All muscle fibres are subject to the same training effect after overload. Under light loading of any particular muscle, only the slower twitch fibres are recruited. The only way to overload in this circumstance is with time - equivalent say to a two hour low-rating ergo. Only those fibres recruited and subsequently fatigued will be trained, and so the performance gain will necessarily be optimised for two hour and longer events ! Under increased loading faster twitch fibres are also recruited, until the load is so great that maximum recruitment takes place, typically around 40%. With a high-load/low-repetition exercise a certain proportion of the recruited fibres will fatigue with each repetition and others will be recruited. Training to temporary muscular failure over around 8 to 12 repetitions is sufficient to have recruited and overloaded a high proportion of all fibres. This can be achieved in around a minute per muscle group and benefits all muscle fibre types - producing strength as well as endurance gains.
The crucial understanding in designing training exercises is that the benefit extends upward into the endurance range but never downward into the strength range.
The efficient training of muscle can bring about strength and endurance gains of around 1%-2% per recovery period. The number of muscle fibres remains constant but increased circulation produces a degree of swelling in fast-twitch fibres, resulting in an increase in muscle bulk. Cardiovascular benefits measured in terms of maximum aerobic respiration are about 20% over the first six to eight weeks of training, thereafter gains are very slow indeed. Providing the body has the ability to recover, these performance gains can be achieved at any age from a given base level.
The risk for rowers is in gaining useless muscle bulk if the exercise intensity is too high (e.g. short ergos to failure). Some rowers are almost incapable of gaining bulky (fast-twitch or strength) muscle, and so they can train as efficiently as they like. For others though, the training intensity needs to be carefully matched not to significantly undercut that of the event being trained for, so as to optimise the strength/weight relationships in a boat. The calculation requires the weights of the crew (inc. cox) and of the boat. The easy way is to train for a 20 minute event with 20 minute ergos, but this is rarely optimally efficient, and most usually shorter times would produce the same training effect.

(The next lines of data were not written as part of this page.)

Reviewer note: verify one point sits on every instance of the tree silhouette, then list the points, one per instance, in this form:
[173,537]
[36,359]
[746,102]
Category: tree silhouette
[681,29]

It is said that our genes determine 99% of what we are capable of. You cannot increase your height, alter your bone structure, change the distribution or quantity of your muscle fibres, or for that matter, change sex. You can however, by efficient training, bring about huge increases in strength, become leaner, fitter, healthier, and generally achieve your own potential; and every body-type has a sport or activity to which it is best suited.